Hook v. Chicago & Alton Railway Co.

Decision Date10 March 1896
Citation34 S.W. 549,133 Mo. 313
PartiesHook et al. v. The Chicago & Alton Railroad Company, Appellant
CourtMissouri Supreme Court

Appeal from Callaway Circuit Court. -- Hon. John A. Hockaday, Judge.

Reversed and Remanded.

Bailey & Tincher for appellant.

(1) The trial court should have allowed the witness, T. H. Hubbard to testify as to the grade and course of the railroad at and adjacent to the point of the crossing of the county road. With a heavy grade and sharp curves at this point the disadvantages to the defendant might be far in excess of any advantages that could possibly accrue. To show such grade and curves was the object of offering such testimony. (2) The court erred in permitting the witness, M. Messersmith, to testify that the advantages were equal to the disadvantages to defendant, in opening the road, against defendant's objection, inasmuch as said witness was unable to point out any advantage whatever that would result to defendant. The fact that gates were left open is no fault of defendant, and defendant would not be liable for cattle killed by reason thereof. R. S. 1889, section 2611. (3) The court erred in refusing instruction number 2, as asked by defendant. The first cost of putting in the crossing is not the full measure of defendant's damages. (4) The court erred in giving the instruction asked by the plaintiffs. The same does not properly declare the law. It is in conflict with the statutes. R. S. 1889, section 2609, and section 2614. (5) The court erred in overruling defendant's motion for new trial. The verdict is not only against the evidence, but is manifestly the result of prejudice and passion, and should not be allowed to stand. (6) The appeal was properly allowed by the county court at the time it was taken. R. S. 1889 sec. 7801; Railroad v. Railroad, 94 Mo. 542. (7) A railroad company is entitled to compensation for damages to its franchise, track, etc., sustained by the extension of public highways across its right of way, as well as other parties. 7 Lawson's Rights, Remedies, etc., page 6130, and authorities cited. And the measure of damages is a sum sufficient to put and keep its embankments, tracks, etc., in as safe condition as before, and to compensate it for any additional injury to its franchise or expense attending and incidental to the occupying of its right of way. 7 Lawson's Rights and Remedies, p. 6139, sec. 3896; Railroad v. Railroad, 96 Ill. 274; Railroad v. Railroad, 62 Mich. 564. (8) Appellant holds its franchise under the act of 1868, which does not require it to make new crossings, and which antedates the present law. Laws, 1868, pp. 97 and 102, sec. 17.

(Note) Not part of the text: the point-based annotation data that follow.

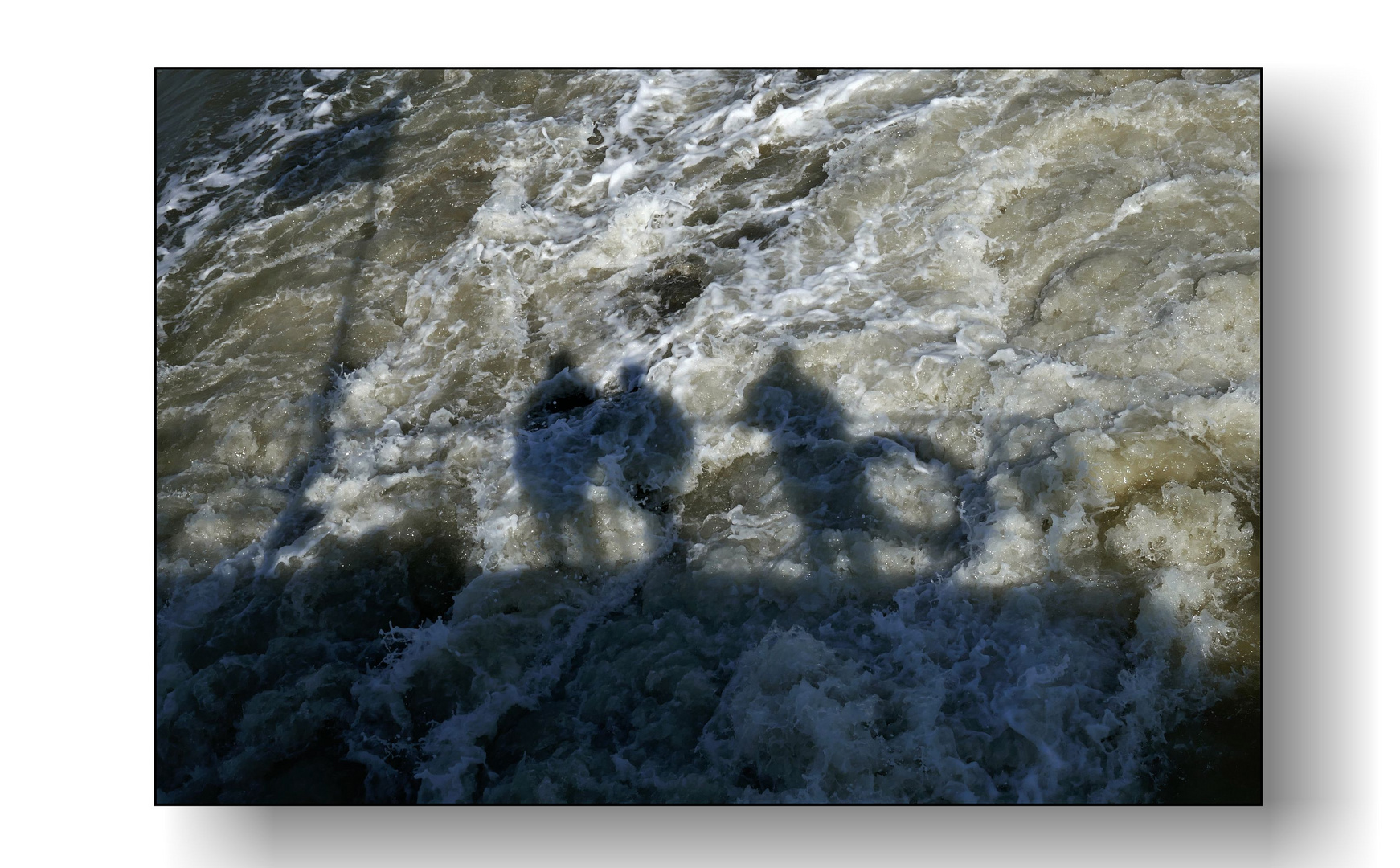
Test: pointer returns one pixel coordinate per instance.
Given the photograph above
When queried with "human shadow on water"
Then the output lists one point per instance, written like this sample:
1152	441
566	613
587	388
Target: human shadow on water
824	466
575	437
347	153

N. D. Thurmond with D. H. Harris, prosecuting attorney, for respondents.

(1) This case was appealed from the county court on the trial of the question of damages, by a jury, under section 7799 of Revised Statutes, and before there was a final judgment of the court condemning the land for road purposes, and, therefore, the appeal should be dismissed. Railroad v. Railroad, 94 Mo. 540; R. S. 1889, secs. 3434, 7801; Long v. Talley, 91 Mo. 305; State ex rel. v. Edwards, 104 Mo. 125. (2) The only damages a landowner is entitled to is the value of the land taken and the injury to the part of the tract not taken. A public road crossing a railroad track does not deprive the railroad company of the use of its land, and, therefore, can not damage it. The only damage claimed by the railroad in this case is the cost of making the crossing, putting in necessary cattle guards, and fencing. The law requires railroads to do this at all crossings or roads "now or hereafter to be opened." All railroad companies accept their charters with this provision of the statute as an incumbrance upon their franchise. There is no more reason for paying railroads damages for opening new roads over their right of way than to pay them to make crossings for roads established before the building of the railroad. R. S., section 2609. (3) The verdict of the jury was in accordance with the evidence in the case as will fully appear from reading the testimony preserved in the bill of exceptions.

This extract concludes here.